As the baby boomer generation careens towards retirement, many owners of investment advisory firms are thinking about succession planning for the first time. If you are among this group, it is never too early to begin the process of preparing for your eventual exit from the business.
The best first step in this process is to consult with one or more experts. Depending on the complexity of your business, you may want (or need) to engage an attorney, CPA, your own financial planner, a banker, a business valuation specialist, and/or even a psychologist to help manage family and other emotionally-fraught relationships intertwined with your business. Once the experts are engaged, the owner and his or her team of advisers must establish the owner’s ultimate goals: his or her “end game.” Some key information to collect and consider in setting these goals include:
- A personal budget analysis for the owner (both current and future needs);
- Risk protection analysis (including healthcare and life insurance expenses for the owner and his or her family);
- Desired sale price and the amount and timing of payouts;
- Level of involvement in the business after sale; and
- Rewards to the employees and employment risks created by a sale of the business.
Once the end game is known, reaching the goal will undoubtedly require maximization of the business’s value. A number of value drivers can be evaluated and improved in the early stages of exit planning.

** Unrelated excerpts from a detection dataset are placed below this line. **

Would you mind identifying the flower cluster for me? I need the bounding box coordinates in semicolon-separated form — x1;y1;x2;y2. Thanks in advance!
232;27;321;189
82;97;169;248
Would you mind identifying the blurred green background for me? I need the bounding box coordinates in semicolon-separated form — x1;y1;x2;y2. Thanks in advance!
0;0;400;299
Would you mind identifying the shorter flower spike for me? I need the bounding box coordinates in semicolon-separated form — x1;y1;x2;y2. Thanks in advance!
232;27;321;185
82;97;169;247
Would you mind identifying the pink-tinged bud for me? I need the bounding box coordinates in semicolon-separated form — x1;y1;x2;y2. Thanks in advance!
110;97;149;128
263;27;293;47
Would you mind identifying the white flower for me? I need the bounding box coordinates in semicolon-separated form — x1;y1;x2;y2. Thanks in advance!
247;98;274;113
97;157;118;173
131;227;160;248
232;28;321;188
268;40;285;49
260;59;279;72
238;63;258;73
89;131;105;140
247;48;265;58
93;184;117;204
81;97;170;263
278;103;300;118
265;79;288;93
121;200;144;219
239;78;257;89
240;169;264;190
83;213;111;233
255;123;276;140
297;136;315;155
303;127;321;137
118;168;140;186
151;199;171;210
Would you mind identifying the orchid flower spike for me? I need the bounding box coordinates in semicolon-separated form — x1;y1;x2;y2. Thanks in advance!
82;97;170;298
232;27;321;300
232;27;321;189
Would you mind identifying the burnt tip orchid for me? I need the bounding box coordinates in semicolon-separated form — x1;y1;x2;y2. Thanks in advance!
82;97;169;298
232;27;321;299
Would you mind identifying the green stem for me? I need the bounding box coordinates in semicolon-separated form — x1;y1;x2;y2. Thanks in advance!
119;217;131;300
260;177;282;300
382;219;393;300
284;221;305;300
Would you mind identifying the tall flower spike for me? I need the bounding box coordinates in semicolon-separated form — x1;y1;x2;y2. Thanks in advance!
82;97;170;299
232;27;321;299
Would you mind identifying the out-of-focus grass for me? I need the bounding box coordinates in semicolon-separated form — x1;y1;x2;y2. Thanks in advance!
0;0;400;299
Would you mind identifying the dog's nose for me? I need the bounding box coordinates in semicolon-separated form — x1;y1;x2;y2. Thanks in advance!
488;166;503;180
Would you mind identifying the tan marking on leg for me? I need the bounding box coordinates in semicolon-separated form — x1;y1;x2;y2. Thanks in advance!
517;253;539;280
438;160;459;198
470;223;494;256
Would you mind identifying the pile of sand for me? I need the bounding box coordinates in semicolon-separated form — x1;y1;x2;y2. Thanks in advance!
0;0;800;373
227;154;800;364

Some simple first steps include:
- Improving business efficiency by implementing systems and processes. This is crucial for investment advisers, where value often is derived largely from the owner, to transfer value from the owner to the firm.
- Improving management and creating stability in the workforce is another important value driver because these individuals know the firm’s trade secrets.
- Ensuring diversity in the business line. If 18-20% or more of the company’s profits are derived from one client, the business is not sufficiently diversified.
Any business owner that is contemplating an exit in the next ten years should act now. Deloitte reported recently that “71% of small and mid-sized enterprise owners plan to exit their business within the next ten years…” Capital is going to be more readily available at the beginning of this cycle. If you are within this cohort, the earlier you begin planning the greater chance you have to maximize your return and improve your future.